Hello all, i am new here and just wanted to share a few cameras here today. Well the story goes like this. My Great Uncle was a photographer in California, mainly in Hollywood for movies in the 50s and 60s. He was a still photographer for such movies as, _Some Like it Hot_ (with Marilyn Monroe, Tony Curtis, and Jack Lemon), _West Side Story_, _The Great Escape _(with Steve McQueen), The _Ten Commandments_ (with Charlton Heston, and Yul Brynner), _The Magnificent Seven_, _The Hallelujah Trail, _and some others that i cant think of right now.

Inside i found two Rolleiflexes. One being a 1959 Telle-Rolleiflex 135mm F4. Which i found out from the serial number that there were only about six thousand of these made. Second was 1962 Rolleiflex 2.8E3 80mm, also only about two thousand of these were made from what i read. Also a few Nikons, a 1960 and 1965 Nikon F. A camera i will have to do more research on called a Fujica? A 80s Pentax, and what looks like a 70s or 80s Nikon ( not sure of the model) Also some kind of flash and some tripod brackets.

So i took all these out and found out how they worked. I wanted to see if the oldest of them worked so i bought some black and white 120 film and put one roll in each of the Rolleiflexes and sure enough they worked like they were brand new, so far. I will have to get the film processed to see if they really worked. So they seem to work just fine they just show signs of use and could use a little TLC. So if they do in fact work i might have to start using them a little more and see what i can do with them. 

Here are some pictures of the Rollei's and the two Nikons on my website. Andysphotos.zenfolio.com, if you happen to look at any other of my pictures there, and have any comments or tips or ways to improve that would be helpful. Some are taken with my old canon point and shoot, and most taken with my new Nikon. (EXIF should tell you)

Thanks, Andy


----------



## Derrel (Jul 28, 2010)

SO, the other night, the local low-rent TV station was showing the old 1957 B&W movie called "The Incredible Shrinking Man." I had not seen it since my youth so I popped a batch of microwave popcorn, poured a cold soda, and settled in to watch this classic film.

[ame]http://www.youtube.com/watch?v=z7iqJo2-6M8[/ame]

I cranked the volume up really loud,and really enjoyed the heck out of the movie.
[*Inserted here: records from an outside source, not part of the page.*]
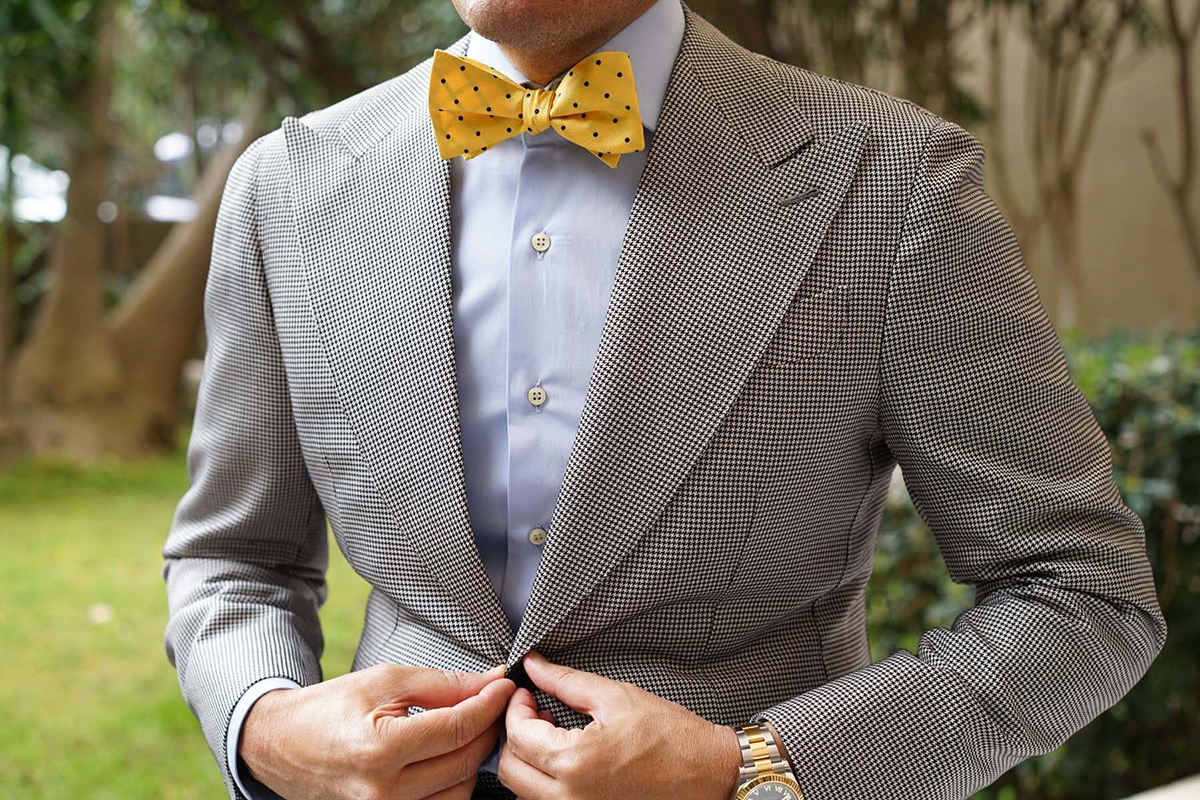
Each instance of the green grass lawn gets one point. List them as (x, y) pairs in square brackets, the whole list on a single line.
[(89, 704)]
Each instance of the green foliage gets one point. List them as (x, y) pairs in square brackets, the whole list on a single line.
[(1145, 392)]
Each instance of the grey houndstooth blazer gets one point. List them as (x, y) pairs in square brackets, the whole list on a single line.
[(813, 288)]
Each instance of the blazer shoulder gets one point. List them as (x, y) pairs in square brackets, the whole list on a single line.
[(898, 125)]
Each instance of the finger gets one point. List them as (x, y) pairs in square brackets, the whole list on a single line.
[(525, 780), (430, 687), (583, 691), (461, 792), (444, 729), (451, 769), (533, 740)]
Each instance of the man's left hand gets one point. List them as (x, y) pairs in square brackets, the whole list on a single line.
[(636, 745)]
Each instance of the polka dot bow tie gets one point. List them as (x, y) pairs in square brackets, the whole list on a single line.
[(474, 107)]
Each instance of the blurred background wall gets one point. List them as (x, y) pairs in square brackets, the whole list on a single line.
[(119, 120)]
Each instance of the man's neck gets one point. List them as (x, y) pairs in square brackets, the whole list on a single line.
[(543, 65)]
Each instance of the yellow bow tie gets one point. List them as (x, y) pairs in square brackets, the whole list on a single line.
[(474, 107)]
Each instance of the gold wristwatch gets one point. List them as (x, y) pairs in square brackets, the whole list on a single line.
[(765, 771)]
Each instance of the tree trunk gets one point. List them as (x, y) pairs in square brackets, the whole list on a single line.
[(1066, 242), (155, 326), (87, 386), (67, 367)]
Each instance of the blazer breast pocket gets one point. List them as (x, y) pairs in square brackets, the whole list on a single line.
[(813, 325)]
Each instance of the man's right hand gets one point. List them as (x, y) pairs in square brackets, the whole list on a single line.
[(352, 737)]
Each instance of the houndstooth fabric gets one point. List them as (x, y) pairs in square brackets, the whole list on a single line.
[(813, 288)]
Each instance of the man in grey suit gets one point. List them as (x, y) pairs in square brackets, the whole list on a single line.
[(609, 429)]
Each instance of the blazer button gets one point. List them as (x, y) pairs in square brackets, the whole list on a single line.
[(537, 395)]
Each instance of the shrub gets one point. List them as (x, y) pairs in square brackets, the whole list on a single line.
[(1145, 392)]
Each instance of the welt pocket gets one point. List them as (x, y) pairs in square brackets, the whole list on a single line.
[(813, 325)]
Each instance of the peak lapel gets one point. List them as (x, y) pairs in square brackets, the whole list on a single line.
[(372, 204), (711, 259)]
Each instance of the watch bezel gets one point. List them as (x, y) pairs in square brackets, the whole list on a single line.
[(772, 777)]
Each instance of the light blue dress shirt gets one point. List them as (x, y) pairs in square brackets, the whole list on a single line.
[(537, 226)]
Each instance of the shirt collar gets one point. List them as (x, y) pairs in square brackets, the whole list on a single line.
[(652, 42)]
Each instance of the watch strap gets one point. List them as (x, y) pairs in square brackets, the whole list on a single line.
[(760, 753)]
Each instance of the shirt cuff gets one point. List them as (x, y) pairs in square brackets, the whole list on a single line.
[(246, 785)]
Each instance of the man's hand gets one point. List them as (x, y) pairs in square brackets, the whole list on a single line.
[(352, 737), (636, 745)]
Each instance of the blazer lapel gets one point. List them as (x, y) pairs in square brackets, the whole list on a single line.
[(696, 298), (372, 208)]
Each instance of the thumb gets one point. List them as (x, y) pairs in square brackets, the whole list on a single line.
[(430, 687), (583, 691)]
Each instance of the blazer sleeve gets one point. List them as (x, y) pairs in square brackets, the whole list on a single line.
[(1006, 463), (247, 549)]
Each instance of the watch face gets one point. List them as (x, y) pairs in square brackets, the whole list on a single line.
[(769, 787)]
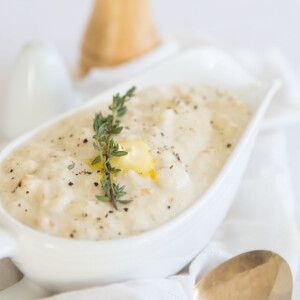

By the end of the film the dude was so small,well, I do not want to ruin the film for you. The next morning, I opened up my display cabinet where I keep my old-timey camera collection. LOOK WHAT THAT DAMNED MOVIE DID TO MY Rolleiflex!!!! I was so shocked, I snapped a shot of the newly-miniaturized Rollei in front of my monitor,with the TPF web site in the background, so you'd know this was legit,and really happened to me!


----------



## andys93integra (Jul 28, 2010)

That is awesome, how many of those were made...wait a second that is a digital one.


----------